On pourrait se croire dans un atelier Ford de Detroit ou dans la ville-usine de Toyota-City au Japon. Mais cette usine du Japonais Honda est bien en Thaïlande, dont le nom évoque d'habitude les plages paradisiaques et la cuisine pimentée.
Car, dans un contexte global de crise touchant les principaux fabricants automobiles, la Thaïlande s'est imposée comme une rare exception ces dernières années, au point de devenir la première plateforme de montage automobile de toute l’Asie du Sud-Est.
Son secteur automobile est l’un des dix plus importants au monde, devant la France. Sa production automobile a bondi de 70% en 2012 par rapport à l'année précédente, jusqu'à atteindre 2,48 millions de véhicules produits, selon l’Organisation internationale des constructeurs automobiles, basée à Paris.
En comparaison, la Chine et l'Inde n'ont connu que des croissances à un chiffre sur la même période.
Et malgré la crise, la Thaïlande vient de connaître ses meilleures ventes durant les six premiers mois de cette année.
La Thaïlande, usine des constructeurs japonais
Les fabricants japonais, qui ont délocalisé ici une partie de leur production, mais aussi le géant américain Ford, sont pour beaucoup dans cette croissance.
Le marché domestique joue un rôle important dans cette croissance, tirée par le fait que le gouvernement accorde une subvention à chaque foyer pour acheter sa première voiture.
Et des centaines de millions de dollars ont été investis par la Thaïlande dans de nouvelles usines, afin de soutenir un secteur qui échappe pour l'heure aux signes d'essoufflement d'autres branches de l'économie.
"Les nuages et les problèmes peuvent apparaître, mais dans l’ensemble, l'industrie automobile est tirée par les consommateurs. Les consommateurs équipés de deux roues veulent des voitures, et je ne pense pas que ce désir cesse", analyse Uli Kaiser, du groupe Automotive Focus.

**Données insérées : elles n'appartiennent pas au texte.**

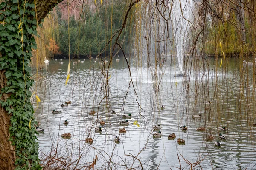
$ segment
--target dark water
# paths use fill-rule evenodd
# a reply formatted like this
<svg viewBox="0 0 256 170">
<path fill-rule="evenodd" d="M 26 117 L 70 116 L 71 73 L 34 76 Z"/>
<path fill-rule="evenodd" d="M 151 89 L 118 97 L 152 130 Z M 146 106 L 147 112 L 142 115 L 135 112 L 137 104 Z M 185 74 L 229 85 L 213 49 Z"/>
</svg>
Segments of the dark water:
<svg viewBox="0 0 256 170">
<path fill-rule="evenodd" d="M 96 154 L 96 167 L 107 169 L 111 166 L 125 169 L 125 165 L 141 169 L 140 162 L 132 156 L 137 156 L 147 170 L 189 169 L 189 164 L 200 161 L 195 169 L 256 169 L 253 67 L 244 69 L 240 60 L 232 59 L 220 68 L 215 66 L 214 59 L 207 58 L 209 69 L 195 67 L 186 76 L 179 77 L 174 76 L 178 66 L 171 64 L 170 59 L 157 69 L 133 66 L 137 63 L 131 60 L 132 82 L 125 61 L 119 58 L 119 62 L 113 61 L 107 78 L 99 61 L 88 59 L 83 63 L 71 62 L 67 85 L 67 60 L 62 65 L 59 60 L 50 61 L 35 76 L 35 89 L 41 99 L 38 106 L 34 102 L 35 116 L 44 129 L 38 137 L 41 156 L 57 147 L 54 150 L 58 157 L 65 158 L 67 162 L 82 154 L 80 163 L 91 162 Z M 208 100 L 211 103 L 206 110 L 209 105 L 203 102 Z M 61 107 L 67 100 L 72 104 Z M 164 110 L 160 108 L 162 104 Z M 111 108 L 117 113 L 111 114 Z M 52 109 L 62 114 L 52 114 Z M 90 115 L 92 110 L 97 113 Z M 129 113 L 131 119 L 122 118 Z M 192 115 L 199 113 L 201 118 L 192 119 Z M 65 119 L 69 122 L 67 125 L 63 124 Z M 105 122 L 104 126 L 99 123 L 101 119 Z M 127 133 L 119 133 L 118 130 L 123 127 L 118 122 L 126 119 L 129 122 L 125 127 Z M 139 127 L 134 124 L 135 121 Z M 157 124 L 162 127 L 162 136 L 153 138 L 152 133 L 157 131 L 152 128 Z M 184 125 L 188 128 L 185 132 L 179 128 Z M 224 141 L 218 138 L 220 131 L 216 130 L 222 126 L 227 128 L 220 132 L 227 138 Z M 94 128 L 99 127 L 102 132 L 95 133 Z M 205 127 L 206 131 L 196 130 L 201 127 Z M 72 135 L 70 139 L 61 137 L 67 133 Z M 172 133 L 176 138 L 169 140 L 168 136 Z M 210 134 L 216 139 L 207 142 L 205 138 Z M 114 142 L 116 136 L 120 144 Z M 91 145 L 85 142 L 88 137 L 93 139 Z M 179 138 L 185 140 L 184 145 L 177 142 Z M 221 147 L 215 146 L 217 140 L 221 141 Z"/>
</svg>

Alors que la bataille pour le contrôle du marché s'intensifie, les grands constructeurs automobiles, notamment japonais, investissent eux aussi dans de nouvelles usines, visant à la fois le marché intérieur thaïlandais et l'Asie du Sud-Est.

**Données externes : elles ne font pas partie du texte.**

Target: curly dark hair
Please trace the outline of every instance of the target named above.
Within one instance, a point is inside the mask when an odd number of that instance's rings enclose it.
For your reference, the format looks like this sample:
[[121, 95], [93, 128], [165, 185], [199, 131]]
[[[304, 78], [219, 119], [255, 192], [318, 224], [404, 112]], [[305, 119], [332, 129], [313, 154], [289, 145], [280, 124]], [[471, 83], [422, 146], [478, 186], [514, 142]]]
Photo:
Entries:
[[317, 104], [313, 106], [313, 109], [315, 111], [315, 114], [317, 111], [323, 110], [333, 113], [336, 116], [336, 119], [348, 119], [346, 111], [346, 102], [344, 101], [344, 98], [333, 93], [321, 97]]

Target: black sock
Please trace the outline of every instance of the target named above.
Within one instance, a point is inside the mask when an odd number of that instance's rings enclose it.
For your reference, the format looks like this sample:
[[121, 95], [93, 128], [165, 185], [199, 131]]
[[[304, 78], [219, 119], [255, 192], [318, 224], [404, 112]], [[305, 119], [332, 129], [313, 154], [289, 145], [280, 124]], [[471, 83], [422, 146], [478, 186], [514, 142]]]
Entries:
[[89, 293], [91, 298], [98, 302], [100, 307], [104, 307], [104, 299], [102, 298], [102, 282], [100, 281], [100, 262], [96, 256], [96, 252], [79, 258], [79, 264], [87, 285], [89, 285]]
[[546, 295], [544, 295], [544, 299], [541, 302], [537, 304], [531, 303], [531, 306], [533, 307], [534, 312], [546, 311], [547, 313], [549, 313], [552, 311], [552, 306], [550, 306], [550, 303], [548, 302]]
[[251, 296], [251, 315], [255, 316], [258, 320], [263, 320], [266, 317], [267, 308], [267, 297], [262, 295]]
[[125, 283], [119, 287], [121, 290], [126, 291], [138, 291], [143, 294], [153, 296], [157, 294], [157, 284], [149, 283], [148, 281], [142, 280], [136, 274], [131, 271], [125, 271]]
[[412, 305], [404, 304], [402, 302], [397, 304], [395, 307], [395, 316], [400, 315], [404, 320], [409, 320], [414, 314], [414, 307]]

Le constructeur japonais Honda ambitionne de produire quelque 420.000 véhicules par an en Thaïlande à l'horizon 2015, avec l'ouverture d'une nouvelle usine dans la banlieue de Bangkok, qui a représenté un investissement de 644 millions de dollars.
L'euphorie actuelle est une revanche sur l'année noire de 2011, quand de graves inondations en Thaïlande avaient forcé de nombreuses entreprises, dont Honda, à fermer temporairement.
"Pendant les inondations, nous avons dû fermer l’usine pendant six mois et repousser tous nos projets", se souvient Pitak Pruittisarikorn, vice-président de Honda-Thaïlande.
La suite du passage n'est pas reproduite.